Muchas veces lo logro. Lo que he aprendido de esta dura experiencia es
que el dolor no se va porque el tiempo pasa. Se hace parte del día a día. En
ocasiones ni lo sientes porque ya te acostumbraste. Hay otras que se escabulle
en un momento inesperado y revives en un instante todo el proceso: desde la
noticia a tu reacción. Desde el momento en que no lo crees hasta que te das
cuenta que no hay más remedio que aceptar su realidad. Y lloras, porque es la
emoción por la cual fluyen los sentimientos sin más explicación que lágrimas
silenciosas.
Anteriormente, ya había perdido a personas que he amado con todo mi corazón.
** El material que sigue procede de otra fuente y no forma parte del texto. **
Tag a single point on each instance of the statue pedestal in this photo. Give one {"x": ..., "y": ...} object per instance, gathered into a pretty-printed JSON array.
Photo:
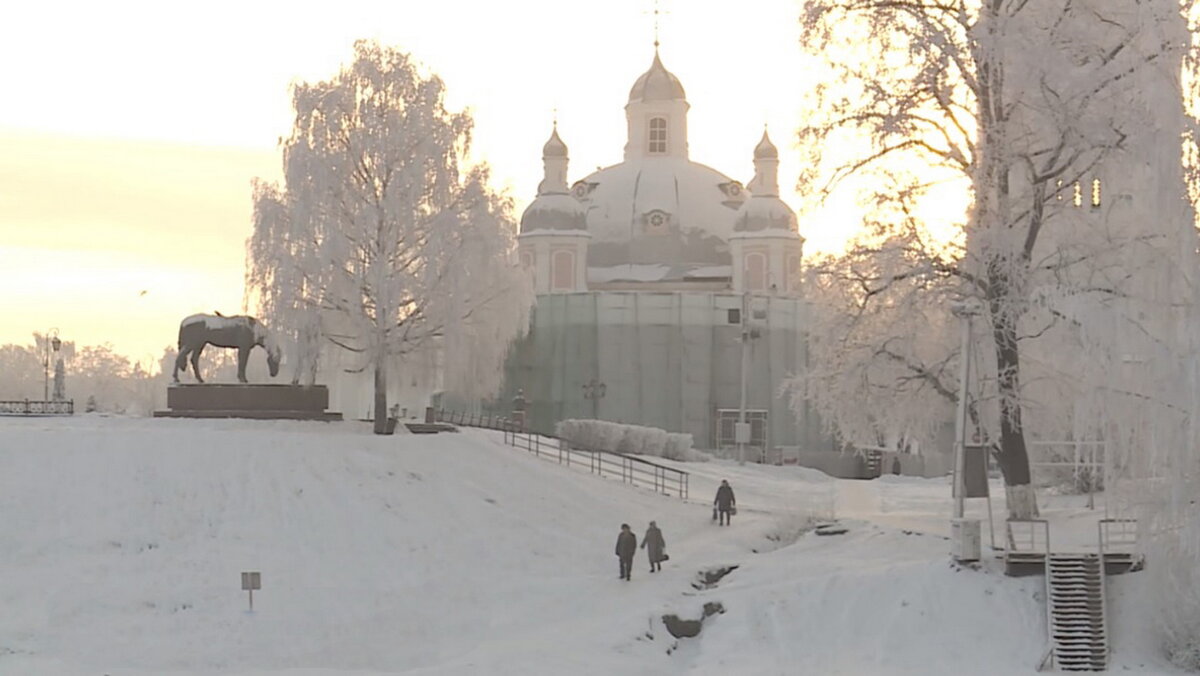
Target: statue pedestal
[{"x": 247, "y": 400}]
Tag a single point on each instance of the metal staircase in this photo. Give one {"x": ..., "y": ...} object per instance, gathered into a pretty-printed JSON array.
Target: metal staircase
[{"x": 1075, "y": 611}]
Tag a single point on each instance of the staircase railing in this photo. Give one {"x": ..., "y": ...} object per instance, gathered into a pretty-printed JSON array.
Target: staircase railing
[
  {"x": 630, "y": 470},
  {"x": 28, "y": 407}
]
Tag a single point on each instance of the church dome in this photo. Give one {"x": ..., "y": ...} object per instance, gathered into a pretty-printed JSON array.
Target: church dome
[
  {"x": 657, "y": 84},
  {"x": 661, "y": 210},
  {"x": 553, "y": 211},
  {"x": 765, "y": 213},
  {"x": 766, "y": 149},
  {"x": 555, "y": 147}
]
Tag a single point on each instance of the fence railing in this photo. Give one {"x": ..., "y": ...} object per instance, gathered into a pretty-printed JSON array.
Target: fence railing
[
  {"x": 1029, "y": 537},
  {"x": 29, "y": 407},
  {"x": 636, "y": 471}
]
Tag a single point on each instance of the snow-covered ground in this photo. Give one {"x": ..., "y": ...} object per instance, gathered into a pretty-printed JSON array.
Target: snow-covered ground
[{"x": 123, "y": 540}]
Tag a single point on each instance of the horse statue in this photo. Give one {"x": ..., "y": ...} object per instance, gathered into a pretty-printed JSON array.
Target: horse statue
[{"x": 240, "y": 331}]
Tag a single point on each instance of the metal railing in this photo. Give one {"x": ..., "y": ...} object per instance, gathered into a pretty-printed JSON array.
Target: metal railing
[
  {"x": 29, "y": 407},
  {"x": 635, "y": 471},
  {"x": 1023, "y": 537},
  {"x": 1117, "y": 536}
]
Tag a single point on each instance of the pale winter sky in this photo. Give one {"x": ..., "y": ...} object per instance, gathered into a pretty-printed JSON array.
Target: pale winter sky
[{"x": 131, "y": 130}]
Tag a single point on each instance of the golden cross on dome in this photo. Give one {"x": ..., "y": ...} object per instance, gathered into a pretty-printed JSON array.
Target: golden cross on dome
[{"x": 657, "y": 13}]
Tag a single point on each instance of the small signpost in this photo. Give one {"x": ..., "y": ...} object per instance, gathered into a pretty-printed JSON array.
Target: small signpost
[{"x": 251, "y": 581}]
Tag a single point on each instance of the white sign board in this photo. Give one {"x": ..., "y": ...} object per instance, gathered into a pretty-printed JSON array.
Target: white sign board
[
  {"x": 251, "y": 581},
  {"x": 742, "y": 432}
]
Y con su adiós, fue que conocí esto de lidiar con despedidas de este tipo. Pero
hay algo muy distinto a lo que he vivido previamente. Fueron personas que se me
fueron por razones naturales y a una edad avanzada. Los disfruté, los pude ver
vivir a plenitud. Experimenté todo su amor, sus lecciones y sus errores. Todavía los extraño de un modo que también me permite dejar descansar sus almas y esperar en fe que ya no sufren.
Es esto de perder a alguien de una manera inesperada y cruel que hace
que todo sea diferente. Hay veces que la cabeza lo entiende y el corazón no.
Hay otras que el corazón acepta y es entonces la mente que se empeña en buscarle lógica. Cada día es diferente.
Y al parecer, esta semana es de las que toca derrumbarme. Por eso
lloro sin ponerme freno. Y escribo, porque es la vía aliada para sacar lo que
siento. Pero un vocabulario no da para extraer un dolor de este tipo. Creo que el
tiempo tampoco.
Es adaptación.
...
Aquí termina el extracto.